ABSTRACT

When these offerings were fully made, Croesus sent them to Delphi, with other gifts besides, namely, two very great bowls, one of gold and one of silver. The golden bowl stood to the right, the silvern to the left, of the temple entrance. These too were removed about the time of the temple's burning, and now the golden bowl, which weighs eight talents and a half, and twelve minae, lies in the treasury of the Clazomenians, and the silver bowl at the corner of the forecourt of the temple. This bowl holds six hundred nine-gallon measures: for the Delphians use it for a mixing-bowl at the feast of the Divine Appearance. It is said by the Delphians to be the work of Theodorus of Samos, and I believe them, for it seems to me to be of no common workmanship. Moreover, Croesus sent four silver casks, which stand in the treasury of the Corinthians, and dedicated two sprinkling-vessels, one of gold, one of silver. The golden vessel bears the inscription 'Given by the Lacedaemonians', who claim it as their offering. But they are wrong, for this, too, is Croesus' gift. The inscription was made by a certain Delphian, whose name I know but will not reveal, out of his desire to please the Lacedaemonians.
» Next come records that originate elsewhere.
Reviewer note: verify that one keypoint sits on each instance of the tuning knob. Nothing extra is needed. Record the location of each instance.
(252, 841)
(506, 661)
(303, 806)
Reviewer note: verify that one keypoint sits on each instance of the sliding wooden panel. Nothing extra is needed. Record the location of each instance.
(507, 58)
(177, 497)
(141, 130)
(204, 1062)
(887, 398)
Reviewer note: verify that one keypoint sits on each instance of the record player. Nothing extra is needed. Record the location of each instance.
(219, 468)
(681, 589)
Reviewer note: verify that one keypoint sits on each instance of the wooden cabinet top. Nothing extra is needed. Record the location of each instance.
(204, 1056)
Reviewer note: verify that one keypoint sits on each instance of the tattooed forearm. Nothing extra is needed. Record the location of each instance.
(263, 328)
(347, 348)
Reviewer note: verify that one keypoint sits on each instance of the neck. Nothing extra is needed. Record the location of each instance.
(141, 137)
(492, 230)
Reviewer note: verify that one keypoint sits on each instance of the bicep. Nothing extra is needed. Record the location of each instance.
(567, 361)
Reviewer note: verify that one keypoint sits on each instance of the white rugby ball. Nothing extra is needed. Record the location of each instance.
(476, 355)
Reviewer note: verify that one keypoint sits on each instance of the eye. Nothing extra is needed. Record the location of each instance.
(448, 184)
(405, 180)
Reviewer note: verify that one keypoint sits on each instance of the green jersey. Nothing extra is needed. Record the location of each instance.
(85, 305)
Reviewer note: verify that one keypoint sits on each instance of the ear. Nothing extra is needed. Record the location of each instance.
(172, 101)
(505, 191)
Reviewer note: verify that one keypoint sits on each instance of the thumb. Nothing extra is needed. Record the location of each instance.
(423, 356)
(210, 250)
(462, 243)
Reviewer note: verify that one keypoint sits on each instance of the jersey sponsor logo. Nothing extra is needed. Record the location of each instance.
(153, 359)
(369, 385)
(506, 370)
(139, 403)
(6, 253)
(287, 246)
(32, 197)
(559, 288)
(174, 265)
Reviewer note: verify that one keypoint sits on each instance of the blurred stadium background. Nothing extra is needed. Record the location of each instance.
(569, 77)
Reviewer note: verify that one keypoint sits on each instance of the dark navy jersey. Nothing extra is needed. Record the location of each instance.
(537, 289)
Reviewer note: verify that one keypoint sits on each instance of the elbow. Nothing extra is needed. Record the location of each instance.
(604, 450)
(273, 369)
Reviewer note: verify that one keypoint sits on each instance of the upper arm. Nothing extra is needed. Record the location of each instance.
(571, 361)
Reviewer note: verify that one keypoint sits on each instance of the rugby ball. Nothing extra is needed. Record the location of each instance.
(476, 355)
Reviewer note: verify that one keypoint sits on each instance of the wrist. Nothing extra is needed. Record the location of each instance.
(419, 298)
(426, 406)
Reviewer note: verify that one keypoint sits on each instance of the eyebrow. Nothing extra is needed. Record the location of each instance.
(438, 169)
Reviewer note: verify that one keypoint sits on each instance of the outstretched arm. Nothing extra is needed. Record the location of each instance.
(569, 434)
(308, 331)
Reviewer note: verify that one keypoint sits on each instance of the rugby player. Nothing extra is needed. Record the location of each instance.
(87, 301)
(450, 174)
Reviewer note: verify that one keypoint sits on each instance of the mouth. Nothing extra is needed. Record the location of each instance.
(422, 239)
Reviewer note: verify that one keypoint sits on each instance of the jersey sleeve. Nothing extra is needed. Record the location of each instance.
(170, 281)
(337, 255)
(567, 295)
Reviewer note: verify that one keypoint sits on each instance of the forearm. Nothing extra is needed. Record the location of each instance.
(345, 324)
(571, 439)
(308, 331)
The figure of a boy, through whose hand the water runs, is indeed a Lacedaemonian gift; but they did not give either of the sprinkling-vessels. Along with these Croesus sent, besides many other offerings of no great mark, certain round basins of silver, and a golden female figure three cubits high, which the Delphians assert to be the statue of the woman who was Croesus' baker. Moreover he dedicated his own wife's necklaces and girdles.